丸岡城は北陸で唯一天守が現存している城としても知られており、桜の季節に見られる花と天守の光景は見事の一言です。見事な景観を誇る丸岡城ですが、ちょっと不思議な別の伝説でも知られることをご存じでしょうか。

福井の桜の名所「丸岡城」の観桜が10倍楽しくなる、不思議な伝説をご紹介します。

福井県坂井市の丸岡城とは?

丸岡城は織田信長の命により柴田勝家が、自身の甥に築かせた城だといわれています。丸岡城は別名「霞ヶ城」とも呼ばれています。

日本各地にはいくつかの城が現存していますが、多くの城は築かれた当時の姿で残っているわけではありません。一部を改築していたり、天守がなくなっていたりしますよね。丸岡城も明治の廃城令により一部が解体されていますが、天守の部分は地元が買って何とか残したのだそうです。だからこそ、現在は北陸で唯一天守が残っている城、そして唯一天守と桜のコントラストが楽しめる城として愛されています。

丸岡城の周囲には400本ものソメイヨシノが植えられているのだとか。日本さくら名所100選にも選ばれています。

丸岡城の側には日本庭園式公園の「霞ヶ城公園」があります。霞ヶ城公園は日本の歴史公園100選のひとつです。春の桜ももちろん美しいのですが、他の季節も美しい公園で、散歩スポットや観光地として愛されています。

丸岡城に残るふたつの伝説

歴史のある場所にはいろいろな伝説や逸話が残っているものです。丸岡城にも不思議な伝説がふたつ伝わっています。ひとつは大蛇の伝説で、もうひとつはお静さんという女性の伝説です。

丸岡城に現れた大蛇の伝説

丸岡城は別名「霞ヶ城」と呼ばれます。霞ヶ城という異名の由来になったのがこの大蛇伝説だといわれています。

むかしむかし、丸岡城の井戸には大蛇が住んでいたそうです。丸岡城が敵に襲われて包囲されたとき、井戸からこの大蛇が姿を現して、霧を呼び、城を覆い隠したといわれています。以降、丸岡城は城に霧をかけた大蛇の伝説にちなんで霞ヶ城と呼ばれるようになったわけです。

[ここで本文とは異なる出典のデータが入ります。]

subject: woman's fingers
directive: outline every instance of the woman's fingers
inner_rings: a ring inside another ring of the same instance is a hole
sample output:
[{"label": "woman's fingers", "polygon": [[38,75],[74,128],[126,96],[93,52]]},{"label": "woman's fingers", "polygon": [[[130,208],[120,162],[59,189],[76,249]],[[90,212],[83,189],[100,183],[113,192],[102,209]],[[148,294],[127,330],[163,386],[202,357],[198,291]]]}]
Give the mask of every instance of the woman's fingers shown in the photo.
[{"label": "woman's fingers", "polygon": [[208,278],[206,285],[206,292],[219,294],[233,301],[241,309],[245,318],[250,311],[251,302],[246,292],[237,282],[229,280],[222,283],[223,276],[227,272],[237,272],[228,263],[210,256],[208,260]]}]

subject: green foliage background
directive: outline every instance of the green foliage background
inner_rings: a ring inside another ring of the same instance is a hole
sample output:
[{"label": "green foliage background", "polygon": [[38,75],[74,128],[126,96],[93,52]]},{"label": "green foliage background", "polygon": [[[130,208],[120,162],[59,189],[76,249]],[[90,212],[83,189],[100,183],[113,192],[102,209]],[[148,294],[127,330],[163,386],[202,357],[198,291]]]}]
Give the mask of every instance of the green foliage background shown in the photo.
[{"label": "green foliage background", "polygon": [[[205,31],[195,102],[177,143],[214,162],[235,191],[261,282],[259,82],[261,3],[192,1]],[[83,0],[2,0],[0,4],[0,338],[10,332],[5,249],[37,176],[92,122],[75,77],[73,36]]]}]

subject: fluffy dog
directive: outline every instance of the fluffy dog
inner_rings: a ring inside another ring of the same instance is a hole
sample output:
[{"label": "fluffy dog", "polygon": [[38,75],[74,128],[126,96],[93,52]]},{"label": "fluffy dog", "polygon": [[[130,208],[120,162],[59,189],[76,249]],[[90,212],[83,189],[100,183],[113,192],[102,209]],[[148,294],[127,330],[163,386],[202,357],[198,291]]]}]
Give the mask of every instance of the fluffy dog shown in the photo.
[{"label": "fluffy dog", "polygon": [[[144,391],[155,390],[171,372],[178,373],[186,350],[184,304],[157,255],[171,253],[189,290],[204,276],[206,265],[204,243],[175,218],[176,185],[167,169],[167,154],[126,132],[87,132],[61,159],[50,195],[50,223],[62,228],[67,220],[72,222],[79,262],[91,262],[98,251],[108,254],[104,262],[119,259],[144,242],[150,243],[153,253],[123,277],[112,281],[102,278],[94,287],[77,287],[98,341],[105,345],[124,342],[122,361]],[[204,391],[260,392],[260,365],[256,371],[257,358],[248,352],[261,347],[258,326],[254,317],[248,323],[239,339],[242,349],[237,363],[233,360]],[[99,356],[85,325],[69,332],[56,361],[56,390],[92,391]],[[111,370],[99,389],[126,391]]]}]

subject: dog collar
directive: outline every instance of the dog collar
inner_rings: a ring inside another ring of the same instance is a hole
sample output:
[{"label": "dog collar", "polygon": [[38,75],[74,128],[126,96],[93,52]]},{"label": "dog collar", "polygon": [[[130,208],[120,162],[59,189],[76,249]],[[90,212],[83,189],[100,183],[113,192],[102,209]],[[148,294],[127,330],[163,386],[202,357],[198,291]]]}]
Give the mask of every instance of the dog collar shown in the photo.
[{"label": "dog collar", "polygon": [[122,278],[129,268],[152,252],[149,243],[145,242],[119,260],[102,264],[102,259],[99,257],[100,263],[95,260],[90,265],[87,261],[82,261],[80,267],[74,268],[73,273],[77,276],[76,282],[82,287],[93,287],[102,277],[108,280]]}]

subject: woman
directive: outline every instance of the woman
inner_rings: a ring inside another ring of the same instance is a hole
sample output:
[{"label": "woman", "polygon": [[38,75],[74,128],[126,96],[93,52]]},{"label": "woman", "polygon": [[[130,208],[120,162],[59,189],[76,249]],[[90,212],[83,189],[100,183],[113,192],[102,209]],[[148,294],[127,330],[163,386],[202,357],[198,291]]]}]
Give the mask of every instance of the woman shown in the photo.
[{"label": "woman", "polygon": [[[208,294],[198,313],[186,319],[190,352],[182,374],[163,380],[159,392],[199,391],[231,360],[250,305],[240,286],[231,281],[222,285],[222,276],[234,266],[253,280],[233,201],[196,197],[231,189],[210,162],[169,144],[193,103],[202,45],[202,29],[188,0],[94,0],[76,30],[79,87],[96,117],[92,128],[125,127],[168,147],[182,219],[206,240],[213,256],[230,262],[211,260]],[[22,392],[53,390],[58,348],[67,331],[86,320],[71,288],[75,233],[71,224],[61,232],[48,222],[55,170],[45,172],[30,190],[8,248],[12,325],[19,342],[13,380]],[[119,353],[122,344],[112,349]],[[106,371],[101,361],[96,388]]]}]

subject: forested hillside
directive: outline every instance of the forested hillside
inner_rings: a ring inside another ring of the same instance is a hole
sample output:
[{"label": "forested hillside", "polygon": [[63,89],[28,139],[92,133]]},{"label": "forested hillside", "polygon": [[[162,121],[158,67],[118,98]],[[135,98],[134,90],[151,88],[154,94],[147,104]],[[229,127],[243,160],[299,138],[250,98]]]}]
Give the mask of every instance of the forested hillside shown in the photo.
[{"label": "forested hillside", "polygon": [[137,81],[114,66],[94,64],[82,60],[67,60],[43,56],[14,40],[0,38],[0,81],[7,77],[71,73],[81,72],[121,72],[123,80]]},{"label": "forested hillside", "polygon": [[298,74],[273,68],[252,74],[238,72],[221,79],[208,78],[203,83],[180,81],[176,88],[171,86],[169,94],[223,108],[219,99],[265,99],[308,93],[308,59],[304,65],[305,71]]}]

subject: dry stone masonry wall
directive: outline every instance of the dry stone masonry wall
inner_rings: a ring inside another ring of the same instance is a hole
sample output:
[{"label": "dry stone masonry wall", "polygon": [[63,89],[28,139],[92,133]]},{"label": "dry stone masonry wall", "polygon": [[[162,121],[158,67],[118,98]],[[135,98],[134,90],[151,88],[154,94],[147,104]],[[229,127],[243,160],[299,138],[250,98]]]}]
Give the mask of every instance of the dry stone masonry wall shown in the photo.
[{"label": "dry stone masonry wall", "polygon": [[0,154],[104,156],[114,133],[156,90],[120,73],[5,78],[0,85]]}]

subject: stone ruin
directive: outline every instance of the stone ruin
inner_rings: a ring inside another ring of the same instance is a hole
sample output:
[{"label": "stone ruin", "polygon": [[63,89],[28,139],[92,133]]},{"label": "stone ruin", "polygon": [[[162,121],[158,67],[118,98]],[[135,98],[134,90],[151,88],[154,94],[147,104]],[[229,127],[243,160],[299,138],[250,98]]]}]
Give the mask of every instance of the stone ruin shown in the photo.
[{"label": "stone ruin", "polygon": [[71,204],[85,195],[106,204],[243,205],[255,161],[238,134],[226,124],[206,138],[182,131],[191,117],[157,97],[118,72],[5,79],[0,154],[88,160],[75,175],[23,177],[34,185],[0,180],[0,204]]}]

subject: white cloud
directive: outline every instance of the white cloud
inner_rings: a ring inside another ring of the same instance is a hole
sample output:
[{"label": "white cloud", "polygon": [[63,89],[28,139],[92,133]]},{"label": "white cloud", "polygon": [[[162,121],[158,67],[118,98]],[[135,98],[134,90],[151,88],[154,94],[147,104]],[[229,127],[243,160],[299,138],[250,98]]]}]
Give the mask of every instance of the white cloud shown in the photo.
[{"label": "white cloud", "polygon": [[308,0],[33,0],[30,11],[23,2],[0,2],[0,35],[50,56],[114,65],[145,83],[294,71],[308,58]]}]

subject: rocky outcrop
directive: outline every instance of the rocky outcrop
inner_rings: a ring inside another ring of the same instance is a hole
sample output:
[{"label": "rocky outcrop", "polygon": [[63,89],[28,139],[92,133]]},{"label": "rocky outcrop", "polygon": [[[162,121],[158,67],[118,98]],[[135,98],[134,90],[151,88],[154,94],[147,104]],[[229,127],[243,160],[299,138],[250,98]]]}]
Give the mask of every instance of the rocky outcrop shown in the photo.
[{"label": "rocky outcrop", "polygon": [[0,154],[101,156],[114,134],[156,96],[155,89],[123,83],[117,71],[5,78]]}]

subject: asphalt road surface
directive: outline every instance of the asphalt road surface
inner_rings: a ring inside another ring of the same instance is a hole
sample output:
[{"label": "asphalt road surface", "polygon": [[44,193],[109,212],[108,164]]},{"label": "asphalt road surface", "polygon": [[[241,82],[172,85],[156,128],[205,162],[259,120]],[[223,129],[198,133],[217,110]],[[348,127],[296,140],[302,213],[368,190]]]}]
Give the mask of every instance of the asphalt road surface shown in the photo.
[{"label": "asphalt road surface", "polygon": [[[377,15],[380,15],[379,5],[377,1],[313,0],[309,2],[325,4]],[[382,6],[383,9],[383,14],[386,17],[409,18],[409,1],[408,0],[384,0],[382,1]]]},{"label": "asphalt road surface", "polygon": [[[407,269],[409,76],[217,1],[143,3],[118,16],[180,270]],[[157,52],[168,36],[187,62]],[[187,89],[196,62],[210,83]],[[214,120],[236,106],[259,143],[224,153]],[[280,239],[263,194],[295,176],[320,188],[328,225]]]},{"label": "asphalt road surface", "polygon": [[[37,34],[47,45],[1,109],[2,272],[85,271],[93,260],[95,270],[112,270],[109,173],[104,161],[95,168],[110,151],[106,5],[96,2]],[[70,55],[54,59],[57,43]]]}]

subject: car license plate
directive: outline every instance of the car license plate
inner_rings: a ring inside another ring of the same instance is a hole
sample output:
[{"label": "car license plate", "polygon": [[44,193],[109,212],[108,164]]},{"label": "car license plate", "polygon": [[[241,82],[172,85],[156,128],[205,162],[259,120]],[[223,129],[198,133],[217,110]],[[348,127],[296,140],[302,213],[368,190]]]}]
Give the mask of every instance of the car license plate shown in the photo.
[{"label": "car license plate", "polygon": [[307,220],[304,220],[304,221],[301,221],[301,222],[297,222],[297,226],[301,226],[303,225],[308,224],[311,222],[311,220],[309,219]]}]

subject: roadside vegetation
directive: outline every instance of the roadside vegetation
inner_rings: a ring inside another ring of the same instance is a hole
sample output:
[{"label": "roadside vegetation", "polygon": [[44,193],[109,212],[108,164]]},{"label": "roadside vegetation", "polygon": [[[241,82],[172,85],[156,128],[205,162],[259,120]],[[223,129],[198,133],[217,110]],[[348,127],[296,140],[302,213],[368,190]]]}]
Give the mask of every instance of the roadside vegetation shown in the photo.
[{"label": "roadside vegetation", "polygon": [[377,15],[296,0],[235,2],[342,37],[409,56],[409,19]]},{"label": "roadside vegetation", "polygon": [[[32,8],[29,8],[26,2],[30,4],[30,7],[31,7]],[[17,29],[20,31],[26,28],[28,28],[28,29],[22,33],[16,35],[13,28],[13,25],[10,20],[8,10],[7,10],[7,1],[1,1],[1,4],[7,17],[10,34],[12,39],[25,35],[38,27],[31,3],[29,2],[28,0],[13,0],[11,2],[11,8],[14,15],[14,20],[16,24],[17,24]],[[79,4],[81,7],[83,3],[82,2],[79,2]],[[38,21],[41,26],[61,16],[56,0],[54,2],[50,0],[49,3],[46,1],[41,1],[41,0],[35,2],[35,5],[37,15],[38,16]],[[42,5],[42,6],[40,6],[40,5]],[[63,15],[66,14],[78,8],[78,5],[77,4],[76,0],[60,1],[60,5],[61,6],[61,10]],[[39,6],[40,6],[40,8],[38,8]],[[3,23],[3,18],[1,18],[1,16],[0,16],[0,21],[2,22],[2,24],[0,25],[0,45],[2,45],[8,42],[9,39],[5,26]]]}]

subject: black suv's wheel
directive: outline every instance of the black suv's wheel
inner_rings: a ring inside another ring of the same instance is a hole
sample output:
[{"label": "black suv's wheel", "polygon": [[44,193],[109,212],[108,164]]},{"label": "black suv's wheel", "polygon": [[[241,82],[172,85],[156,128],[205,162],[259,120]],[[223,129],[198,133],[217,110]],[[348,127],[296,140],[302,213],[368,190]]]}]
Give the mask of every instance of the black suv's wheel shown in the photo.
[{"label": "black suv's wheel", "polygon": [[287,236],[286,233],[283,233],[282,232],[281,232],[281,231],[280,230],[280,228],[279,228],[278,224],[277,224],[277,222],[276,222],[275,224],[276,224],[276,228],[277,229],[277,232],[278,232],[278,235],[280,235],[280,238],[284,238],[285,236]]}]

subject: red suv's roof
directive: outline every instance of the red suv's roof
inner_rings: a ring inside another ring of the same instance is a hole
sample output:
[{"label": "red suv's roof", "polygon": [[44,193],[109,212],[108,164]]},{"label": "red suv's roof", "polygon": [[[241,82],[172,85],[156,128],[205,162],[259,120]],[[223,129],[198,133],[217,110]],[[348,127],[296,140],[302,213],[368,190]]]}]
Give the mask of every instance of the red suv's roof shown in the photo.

桜の季節の丸岡城は桜がけむり、桃色の霧がかかったように見せると評判です。大蛇伝説を考えると、夜桜などはさらに幻想的に見えるかもしれませんね。

丸岡城の人柱になったお静さんの伝説

丸岡城にはもうひとつ「お静さん」という女性の伝説が残っています。

むかしむかし、織田信長の命令で丸岡城を築城することになった柴田勝家は、甥っ子に築城を任せました。しかし築城の際、天守の石垣を何度詰んでも崩れてしまうのです。何か良い方法はないものかと協議した結果、家臣のひとりが「人柱を立てたらどうか」と言い出しました。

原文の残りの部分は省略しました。